Covariates of interest included age, sex, race/ethnicity, body mass index (BMI), year of first examination, screen time, physical activity, and outdoor time. Age at baseline was defined as the patient's age at the time of the first refraction measurement. BMI was calculated using height and weight measurements closest to the date of the initial refraction. Screen time, physical activity, and outdoor time were abstracted from the EHR. At well-child visits, patients were asked whether they had < 2 hours of screen time per day, > 1 hour of physical activity per day, and > 2 hours of outdoor time per day. Responses from the visit closest to baseline were abstracted for analyses. Data on outdoor time were only available in 2017.
A growth curve analysis using linear mixed-effects models was used to trace longitudinal progression of spherical equivalents (SEs) over time by age at baseline.

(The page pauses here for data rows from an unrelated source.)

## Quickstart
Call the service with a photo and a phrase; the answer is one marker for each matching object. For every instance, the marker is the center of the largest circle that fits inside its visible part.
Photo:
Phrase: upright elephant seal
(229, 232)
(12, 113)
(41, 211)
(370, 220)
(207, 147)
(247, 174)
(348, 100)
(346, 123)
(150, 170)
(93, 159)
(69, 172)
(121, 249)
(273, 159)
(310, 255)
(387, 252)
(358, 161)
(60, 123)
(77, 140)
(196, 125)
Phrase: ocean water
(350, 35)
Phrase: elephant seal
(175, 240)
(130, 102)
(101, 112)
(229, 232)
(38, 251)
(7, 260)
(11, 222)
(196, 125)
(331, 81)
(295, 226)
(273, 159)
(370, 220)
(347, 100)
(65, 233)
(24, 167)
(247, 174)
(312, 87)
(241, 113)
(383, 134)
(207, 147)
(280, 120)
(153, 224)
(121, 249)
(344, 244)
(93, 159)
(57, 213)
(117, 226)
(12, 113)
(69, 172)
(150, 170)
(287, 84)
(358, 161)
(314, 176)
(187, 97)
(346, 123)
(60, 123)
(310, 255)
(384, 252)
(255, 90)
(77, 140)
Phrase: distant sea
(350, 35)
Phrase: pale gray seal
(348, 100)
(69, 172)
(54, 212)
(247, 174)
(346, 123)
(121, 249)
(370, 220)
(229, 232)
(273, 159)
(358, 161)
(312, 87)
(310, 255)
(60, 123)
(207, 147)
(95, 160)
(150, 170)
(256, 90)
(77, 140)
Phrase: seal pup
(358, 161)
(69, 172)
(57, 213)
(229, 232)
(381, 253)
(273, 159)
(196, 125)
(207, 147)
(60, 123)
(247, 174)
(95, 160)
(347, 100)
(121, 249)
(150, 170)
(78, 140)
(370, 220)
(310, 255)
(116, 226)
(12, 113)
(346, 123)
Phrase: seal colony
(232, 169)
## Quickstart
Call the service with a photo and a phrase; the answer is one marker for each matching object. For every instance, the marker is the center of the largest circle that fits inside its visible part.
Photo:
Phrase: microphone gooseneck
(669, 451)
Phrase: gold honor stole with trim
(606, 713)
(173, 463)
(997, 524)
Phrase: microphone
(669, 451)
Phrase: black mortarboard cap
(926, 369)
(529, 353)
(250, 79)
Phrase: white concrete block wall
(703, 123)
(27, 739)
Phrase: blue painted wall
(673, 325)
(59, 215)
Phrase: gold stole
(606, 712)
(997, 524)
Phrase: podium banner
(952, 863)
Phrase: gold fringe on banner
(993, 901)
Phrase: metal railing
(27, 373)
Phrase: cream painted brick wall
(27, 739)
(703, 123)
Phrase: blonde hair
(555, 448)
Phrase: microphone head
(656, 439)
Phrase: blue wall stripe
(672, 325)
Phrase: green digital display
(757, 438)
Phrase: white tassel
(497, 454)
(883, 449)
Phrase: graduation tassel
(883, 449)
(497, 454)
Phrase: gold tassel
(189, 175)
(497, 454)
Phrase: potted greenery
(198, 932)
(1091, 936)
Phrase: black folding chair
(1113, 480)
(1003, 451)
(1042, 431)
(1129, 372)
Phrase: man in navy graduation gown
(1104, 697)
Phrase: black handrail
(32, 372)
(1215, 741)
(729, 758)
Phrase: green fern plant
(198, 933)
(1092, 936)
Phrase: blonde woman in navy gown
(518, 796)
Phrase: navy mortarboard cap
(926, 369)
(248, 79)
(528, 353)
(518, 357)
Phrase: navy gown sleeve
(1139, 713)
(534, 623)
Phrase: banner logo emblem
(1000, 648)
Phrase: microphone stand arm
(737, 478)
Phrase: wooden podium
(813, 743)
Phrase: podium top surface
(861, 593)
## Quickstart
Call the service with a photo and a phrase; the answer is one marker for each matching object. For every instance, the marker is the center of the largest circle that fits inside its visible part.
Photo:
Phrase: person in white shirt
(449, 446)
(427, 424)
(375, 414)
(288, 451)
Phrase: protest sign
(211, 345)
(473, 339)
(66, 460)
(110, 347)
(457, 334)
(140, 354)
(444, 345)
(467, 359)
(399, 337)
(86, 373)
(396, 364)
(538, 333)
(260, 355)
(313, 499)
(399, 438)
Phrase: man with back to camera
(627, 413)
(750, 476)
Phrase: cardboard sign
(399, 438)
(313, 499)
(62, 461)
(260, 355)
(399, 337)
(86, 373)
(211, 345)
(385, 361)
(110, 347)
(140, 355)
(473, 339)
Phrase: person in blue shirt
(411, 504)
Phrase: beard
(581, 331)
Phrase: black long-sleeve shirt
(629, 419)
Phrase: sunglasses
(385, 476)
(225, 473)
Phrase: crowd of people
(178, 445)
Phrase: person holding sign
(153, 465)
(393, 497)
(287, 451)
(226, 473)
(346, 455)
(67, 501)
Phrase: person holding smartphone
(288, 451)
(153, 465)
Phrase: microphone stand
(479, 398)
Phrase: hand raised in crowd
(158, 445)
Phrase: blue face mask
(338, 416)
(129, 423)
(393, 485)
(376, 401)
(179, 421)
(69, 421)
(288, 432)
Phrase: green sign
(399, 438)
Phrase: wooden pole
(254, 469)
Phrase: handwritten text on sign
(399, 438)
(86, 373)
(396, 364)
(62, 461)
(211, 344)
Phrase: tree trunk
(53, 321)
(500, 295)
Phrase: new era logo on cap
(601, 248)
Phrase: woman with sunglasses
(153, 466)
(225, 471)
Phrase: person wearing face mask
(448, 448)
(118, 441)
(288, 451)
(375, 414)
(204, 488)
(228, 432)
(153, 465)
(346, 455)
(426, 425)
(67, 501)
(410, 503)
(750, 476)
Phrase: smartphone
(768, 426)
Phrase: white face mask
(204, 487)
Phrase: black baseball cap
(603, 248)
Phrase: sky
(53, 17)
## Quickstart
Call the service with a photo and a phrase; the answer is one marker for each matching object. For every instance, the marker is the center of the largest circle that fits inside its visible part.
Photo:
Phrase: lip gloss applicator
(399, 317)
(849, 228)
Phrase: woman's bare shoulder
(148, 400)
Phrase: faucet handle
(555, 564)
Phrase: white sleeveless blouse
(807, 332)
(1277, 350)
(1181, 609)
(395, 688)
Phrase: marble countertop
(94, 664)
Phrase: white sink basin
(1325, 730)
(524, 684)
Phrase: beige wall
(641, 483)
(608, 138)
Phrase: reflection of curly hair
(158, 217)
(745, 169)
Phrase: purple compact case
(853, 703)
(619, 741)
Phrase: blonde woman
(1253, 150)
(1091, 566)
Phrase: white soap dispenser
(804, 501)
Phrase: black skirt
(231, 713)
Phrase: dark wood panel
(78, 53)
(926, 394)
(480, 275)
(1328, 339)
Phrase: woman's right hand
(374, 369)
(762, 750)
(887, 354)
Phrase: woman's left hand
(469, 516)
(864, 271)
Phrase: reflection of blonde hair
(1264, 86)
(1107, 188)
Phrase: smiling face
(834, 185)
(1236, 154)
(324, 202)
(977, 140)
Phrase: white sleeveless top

As this longitudinal model relies on person-time, this model traces an average trend across observations among patients of the same age or the same time since onset, rather than tracing each individual's trajectory and then averaging those trajectories.
Analyses adjusted for potential confounders or proxies of confounders including BMI z-score percentiles (< 5%, 5–< 85%, 85–< 95%, and 95–100%), screen time (< 2 vs. ≥ 2 hours per day), and physical activity (≥ 1 vs. < 1 hour per day). We used a conditional growth model with refractive error as the outcome to estimate the fixed and random effects of time since baseline measure. These time effects allowed us to trace the trend of myopia progression by age at baseline and across time, conditional on potential confounders. The intrapatient correlation was specified as an autocorrelation structure of order 1. To understand whether the growth trajectory varied with different baseline ages and race/ethnicities, we included a three-way interaction between the time of refractive error measurement, age at baseline measurement, and race/ethnicity. The post hoc tests of pairwise comparisons of the estimated growth trends between race/ethnicity groups were performed using Tukey's method.
18 Patients missing data on screen time, physical activity, or outdoor time were categorized as unknown for these variables and were included in analyses. Analyses were performed using SAS version 9.4 (SAS Institute Inc., Cary, NC, USA) and R (R version 3.4.3).
Institutional Review Board (IRB) approval was obtained. This research also adhered to the tenets of the Declaration of Helsinki.